Le mot Bohémien a été utilisé pour la première fois à Paris pour désigner un Tsigane car beaucoup de gens pensaient que les Tsiganes venaient de Bohême. Le mot a ensuite été utilisé à la fin du XIXe siècle (années 1800) pour désigner les peintres, écrivains, musiciens et acteurs pauvres qui se rendaient souvent à Paris depuis d'autres villes et essayaient de gagner de l'argent. Paris était une ville célèbre pour ses peintres, ses écrivains et ses musiciens qui se réunissaient, apprenaient les uns des autres et profitaient de la vie de la ville. Beaucoup d'entre eux vivaient à Montmartre, non loin du "Moulin Rouge". L'un des peintres les plus célèbres à avoir vécu à Montmartre était Henri Toulouse-Lautrec. Il aimait peindre les danseurs de cancan et les prostituées. Il a réalisé de nombreuses affiches pour faire la publicité des boîtes de nuit. Ces affiches sont aujourd'hui des œuvres d'art célèbres.
Au XXe siècle, le mot "Bohème" s'est répandu dans d'autres pays et a été utilisé pour décrire la vie de nombreux artistes de différentes sortes. Le type de comportement que l'on considérait comme "bohémien" incluait le fait de savoir si une personne avait un emploi régulier, la façon dont elle s'habillait, ses opinions politiques, ses opinions religieuses, son comportement sexuel et les divertissements qu'elle aimait.

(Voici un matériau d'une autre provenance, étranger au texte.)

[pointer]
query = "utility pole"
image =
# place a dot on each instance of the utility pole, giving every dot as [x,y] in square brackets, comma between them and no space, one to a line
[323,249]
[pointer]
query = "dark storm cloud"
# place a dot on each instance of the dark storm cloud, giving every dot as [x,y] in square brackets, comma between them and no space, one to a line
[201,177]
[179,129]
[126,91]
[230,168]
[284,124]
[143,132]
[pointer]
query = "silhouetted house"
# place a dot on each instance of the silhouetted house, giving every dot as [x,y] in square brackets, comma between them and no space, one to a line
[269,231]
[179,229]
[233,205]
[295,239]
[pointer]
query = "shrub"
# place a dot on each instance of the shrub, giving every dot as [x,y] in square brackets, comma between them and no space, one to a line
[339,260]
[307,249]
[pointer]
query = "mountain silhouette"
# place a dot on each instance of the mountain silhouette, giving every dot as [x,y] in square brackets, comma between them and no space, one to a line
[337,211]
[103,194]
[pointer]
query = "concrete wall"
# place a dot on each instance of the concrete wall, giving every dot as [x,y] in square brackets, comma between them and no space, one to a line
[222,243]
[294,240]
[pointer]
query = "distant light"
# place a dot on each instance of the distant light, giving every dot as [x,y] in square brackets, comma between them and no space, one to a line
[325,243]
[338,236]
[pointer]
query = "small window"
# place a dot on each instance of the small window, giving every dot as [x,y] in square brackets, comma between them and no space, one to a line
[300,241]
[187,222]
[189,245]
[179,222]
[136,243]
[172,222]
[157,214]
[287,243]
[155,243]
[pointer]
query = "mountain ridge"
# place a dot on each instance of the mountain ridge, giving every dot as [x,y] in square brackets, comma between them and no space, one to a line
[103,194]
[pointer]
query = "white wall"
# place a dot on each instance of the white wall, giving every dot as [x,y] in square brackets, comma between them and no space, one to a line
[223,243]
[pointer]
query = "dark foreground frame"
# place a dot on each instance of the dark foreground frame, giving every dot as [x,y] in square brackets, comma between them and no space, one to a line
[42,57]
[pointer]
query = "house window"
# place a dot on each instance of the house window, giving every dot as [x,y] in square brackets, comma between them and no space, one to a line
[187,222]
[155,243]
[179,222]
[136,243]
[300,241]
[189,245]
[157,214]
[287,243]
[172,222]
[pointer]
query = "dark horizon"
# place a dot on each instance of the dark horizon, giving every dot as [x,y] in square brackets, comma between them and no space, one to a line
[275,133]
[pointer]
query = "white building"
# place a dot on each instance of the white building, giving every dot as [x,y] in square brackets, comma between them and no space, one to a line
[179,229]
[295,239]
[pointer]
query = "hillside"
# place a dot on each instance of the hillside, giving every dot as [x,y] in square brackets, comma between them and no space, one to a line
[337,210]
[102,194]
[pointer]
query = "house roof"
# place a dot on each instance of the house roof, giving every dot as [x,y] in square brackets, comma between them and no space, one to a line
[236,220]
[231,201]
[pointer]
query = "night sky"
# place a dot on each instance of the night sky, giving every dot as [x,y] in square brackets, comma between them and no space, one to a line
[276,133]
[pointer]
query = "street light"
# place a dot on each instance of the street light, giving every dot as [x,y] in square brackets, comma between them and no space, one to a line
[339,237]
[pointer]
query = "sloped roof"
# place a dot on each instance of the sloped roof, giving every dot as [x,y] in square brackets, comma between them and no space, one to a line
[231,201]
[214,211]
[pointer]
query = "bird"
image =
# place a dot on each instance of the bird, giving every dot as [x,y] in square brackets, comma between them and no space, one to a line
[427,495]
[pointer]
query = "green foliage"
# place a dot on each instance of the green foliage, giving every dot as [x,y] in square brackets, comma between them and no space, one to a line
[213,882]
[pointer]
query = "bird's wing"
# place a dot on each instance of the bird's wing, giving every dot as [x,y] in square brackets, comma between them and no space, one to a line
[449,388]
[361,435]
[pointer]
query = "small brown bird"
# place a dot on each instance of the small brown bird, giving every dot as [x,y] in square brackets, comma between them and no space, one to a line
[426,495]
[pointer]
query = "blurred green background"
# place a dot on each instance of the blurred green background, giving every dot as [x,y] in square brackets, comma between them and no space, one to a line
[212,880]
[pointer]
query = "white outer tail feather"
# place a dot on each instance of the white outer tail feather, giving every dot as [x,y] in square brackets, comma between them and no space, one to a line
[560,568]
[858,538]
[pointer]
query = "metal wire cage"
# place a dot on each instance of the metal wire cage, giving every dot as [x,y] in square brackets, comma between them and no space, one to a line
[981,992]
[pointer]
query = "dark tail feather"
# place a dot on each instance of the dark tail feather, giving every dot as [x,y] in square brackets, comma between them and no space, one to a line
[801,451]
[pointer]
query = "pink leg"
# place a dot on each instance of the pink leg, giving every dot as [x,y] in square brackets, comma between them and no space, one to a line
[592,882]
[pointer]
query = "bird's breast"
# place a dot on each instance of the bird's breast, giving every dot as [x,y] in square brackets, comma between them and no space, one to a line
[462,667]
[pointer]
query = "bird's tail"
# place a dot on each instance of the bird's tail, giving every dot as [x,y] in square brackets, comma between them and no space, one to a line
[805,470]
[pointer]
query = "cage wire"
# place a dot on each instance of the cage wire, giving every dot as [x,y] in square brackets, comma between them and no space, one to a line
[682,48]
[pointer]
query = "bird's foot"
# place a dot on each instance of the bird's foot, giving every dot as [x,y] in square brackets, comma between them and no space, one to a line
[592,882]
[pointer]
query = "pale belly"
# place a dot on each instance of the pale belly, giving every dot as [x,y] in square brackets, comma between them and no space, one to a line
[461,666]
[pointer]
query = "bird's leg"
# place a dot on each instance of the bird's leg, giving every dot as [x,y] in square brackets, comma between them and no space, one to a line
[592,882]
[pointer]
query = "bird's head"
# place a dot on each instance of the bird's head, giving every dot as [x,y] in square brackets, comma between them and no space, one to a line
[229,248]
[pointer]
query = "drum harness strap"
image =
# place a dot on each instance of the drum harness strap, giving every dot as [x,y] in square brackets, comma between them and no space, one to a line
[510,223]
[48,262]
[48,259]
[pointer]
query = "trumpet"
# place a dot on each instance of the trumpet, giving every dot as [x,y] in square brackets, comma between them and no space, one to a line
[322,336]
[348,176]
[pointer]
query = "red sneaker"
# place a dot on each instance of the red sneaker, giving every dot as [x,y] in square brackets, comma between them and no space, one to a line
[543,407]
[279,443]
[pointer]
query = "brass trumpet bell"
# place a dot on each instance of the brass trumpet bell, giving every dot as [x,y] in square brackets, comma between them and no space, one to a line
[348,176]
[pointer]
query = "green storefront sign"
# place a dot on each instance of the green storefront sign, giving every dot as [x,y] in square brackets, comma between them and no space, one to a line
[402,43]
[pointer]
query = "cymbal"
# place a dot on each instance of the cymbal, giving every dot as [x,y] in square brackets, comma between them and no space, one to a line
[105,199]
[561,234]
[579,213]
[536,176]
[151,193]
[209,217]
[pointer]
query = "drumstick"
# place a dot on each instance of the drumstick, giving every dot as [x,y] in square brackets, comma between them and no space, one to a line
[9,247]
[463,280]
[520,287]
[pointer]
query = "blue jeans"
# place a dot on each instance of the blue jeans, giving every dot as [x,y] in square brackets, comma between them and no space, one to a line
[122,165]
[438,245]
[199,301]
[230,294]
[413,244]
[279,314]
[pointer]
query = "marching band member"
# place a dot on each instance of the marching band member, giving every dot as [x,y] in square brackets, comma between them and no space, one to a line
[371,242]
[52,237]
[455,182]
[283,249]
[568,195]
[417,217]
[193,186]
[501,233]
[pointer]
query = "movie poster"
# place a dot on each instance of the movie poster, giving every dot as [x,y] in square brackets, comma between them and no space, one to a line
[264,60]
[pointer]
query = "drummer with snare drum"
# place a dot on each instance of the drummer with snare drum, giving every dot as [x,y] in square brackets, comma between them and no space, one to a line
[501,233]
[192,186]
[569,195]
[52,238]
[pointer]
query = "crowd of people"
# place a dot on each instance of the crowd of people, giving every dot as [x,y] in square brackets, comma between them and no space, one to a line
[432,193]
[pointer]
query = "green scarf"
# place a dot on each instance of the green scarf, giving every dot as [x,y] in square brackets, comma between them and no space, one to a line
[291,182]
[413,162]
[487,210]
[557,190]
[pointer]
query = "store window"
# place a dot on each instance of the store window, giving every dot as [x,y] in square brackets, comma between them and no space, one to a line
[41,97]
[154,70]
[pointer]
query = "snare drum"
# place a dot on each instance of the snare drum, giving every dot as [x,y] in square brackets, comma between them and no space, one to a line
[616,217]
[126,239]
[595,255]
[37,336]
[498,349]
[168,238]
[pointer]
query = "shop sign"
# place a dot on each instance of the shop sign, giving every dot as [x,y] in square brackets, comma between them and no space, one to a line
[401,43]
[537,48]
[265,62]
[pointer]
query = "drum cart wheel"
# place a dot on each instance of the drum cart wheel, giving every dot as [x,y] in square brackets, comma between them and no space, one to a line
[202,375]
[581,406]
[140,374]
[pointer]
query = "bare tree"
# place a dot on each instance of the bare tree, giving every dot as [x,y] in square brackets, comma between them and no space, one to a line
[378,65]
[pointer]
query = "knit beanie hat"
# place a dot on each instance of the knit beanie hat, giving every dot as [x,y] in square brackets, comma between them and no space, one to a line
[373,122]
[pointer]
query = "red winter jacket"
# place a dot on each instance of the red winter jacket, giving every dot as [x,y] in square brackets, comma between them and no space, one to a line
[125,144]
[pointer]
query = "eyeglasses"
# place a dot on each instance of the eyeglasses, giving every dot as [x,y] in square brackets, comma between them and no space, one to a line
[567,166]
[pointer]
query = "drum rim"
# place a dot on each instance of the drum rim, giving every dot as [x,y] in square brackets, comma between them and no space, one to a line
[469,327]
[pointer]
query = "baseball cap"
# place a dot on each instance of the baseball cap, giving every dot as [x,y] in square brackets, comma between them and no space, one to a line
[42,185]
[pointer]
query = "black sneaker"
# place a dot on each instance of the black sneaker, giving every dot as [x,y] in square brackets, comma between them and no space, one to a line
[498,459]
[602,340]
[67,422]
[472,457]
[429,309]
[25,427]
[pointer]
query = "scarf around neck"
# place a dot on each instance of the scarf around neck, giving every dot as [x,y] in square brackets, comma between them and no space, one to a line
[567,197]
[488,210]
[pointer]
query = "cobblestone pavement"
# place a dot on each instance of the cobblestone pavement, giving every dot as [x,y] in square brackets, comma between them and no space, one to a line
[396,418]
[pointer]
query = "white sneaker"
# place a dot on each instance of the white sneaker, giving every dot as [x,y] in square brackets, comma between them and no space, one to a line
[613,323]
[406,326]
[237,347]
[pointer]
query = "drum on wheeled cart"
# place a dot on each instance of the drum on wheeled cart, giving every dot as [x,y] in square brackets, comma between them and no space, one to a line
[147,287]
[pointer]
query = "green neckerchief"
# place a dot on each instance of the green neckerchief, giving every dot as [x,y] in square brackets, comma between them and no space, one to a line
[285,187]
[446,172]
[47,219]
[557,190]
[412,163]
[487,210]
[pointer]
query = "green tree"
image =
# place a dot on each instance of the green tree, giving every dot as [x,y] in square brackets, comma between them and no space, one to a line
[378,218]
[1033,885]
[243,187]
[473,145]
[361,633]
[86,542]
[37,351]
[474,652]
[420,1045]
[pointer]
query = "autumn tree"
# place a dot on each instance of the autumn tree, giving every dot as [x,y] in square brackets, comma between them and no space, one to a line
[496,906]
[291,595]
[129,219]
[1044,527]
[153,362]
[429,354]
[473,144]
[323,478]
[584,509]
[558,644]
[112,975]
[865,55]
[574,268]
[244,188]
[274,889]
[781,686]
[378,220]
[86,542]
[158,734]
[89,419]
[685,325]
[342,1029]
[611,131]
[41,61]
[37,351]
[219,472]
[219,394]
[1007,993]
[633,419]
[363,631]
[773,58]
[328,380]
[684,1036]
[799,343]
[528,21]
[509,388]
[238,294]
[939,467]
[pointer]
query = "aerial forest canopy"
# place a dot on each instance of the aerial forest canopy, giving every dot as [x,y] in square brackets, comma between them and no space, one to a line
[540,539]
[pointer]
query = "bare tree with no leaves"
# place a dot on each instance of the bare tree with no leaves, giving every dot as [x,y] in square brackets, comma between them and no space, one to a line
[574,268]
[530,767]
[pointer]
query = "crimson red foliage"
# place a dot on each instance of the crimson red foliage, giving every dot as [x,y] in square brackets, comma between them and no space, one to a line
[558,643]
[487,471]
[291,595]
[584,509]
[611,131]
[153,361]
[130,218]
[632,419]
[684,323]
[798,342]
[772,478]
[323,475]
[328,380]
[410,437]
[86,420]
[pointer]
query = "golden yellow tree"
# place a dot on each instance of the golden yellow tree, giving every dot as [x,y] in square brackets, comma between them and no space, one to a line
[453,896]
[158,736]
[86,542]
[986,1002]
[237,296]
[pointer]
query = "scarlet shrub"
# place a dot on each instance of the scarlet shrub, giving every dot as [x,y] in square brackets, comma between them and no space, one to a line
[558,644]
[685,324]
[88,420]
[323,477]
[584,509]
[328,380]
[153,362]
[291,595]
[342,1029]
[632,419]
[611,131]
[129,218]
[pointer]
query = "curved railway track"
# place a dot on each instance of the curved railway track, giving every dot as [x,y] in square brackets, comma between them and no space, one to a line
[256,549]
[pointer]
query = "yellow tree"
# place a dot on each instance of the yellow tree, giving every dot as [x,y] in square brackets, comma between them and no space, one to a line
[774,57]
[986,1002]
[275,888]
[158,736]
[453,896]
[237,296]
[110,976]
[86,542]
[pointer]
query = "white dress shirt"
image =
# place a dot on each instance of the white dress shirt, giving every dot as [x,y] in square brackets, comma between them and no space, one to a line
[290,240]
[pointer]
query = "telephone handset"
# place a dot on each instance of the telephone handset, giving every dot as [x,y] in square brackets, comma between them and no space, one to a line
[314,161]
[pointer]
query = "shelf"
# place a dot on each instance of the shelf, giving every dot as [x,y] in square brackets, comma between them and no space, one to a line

Les gens qu'on appelait "Bohémiens" étaient souvent très pauvres, car ils essayaient de vivre en peignant, en jouant ou en écrivant. Il était difficile de gagner sa vie. Ils portaient généralement de vieux vêtements ou des vêtements d'occasion, et ne pouvaient pas se permettre une bonne coupe de cheveux. Ils partageaient souvent la chambre sur le toit d'une maison, qui était bon marché, car il faisait froid en hiver, chaud en été et souvent des oiseaux y vivaient aussi. D'une certaine manière, la vie d'un artiste bohème était difficile, mais elle donnait aux gens la liberté de s'exprimer, ce qui n'était souvent pas le cas dans une société plus conservatrice, où chacun se préoccupait de ce que les autres pensaient de lui, et se souciait beaucoup de choses comme les vêtements et les maisons. Parfois, des étudiants issus de familles plus riches venaient vivre un "style de vie bohème", afin de pouvoir ressentir la même liberté d'expression.
Au cours du XXe siècle, de nombreuses villes, en dehors de Paris, ont des quartiers où les gens ont vécu un mode de vie bohémien. L'un des problèmes est que ces quartiers deviennent souvent à la mode pour les gens riches. Cela chasse rapidement les artistes et les étudiants pauvres, car ils ne peuvent plus payer le loyer.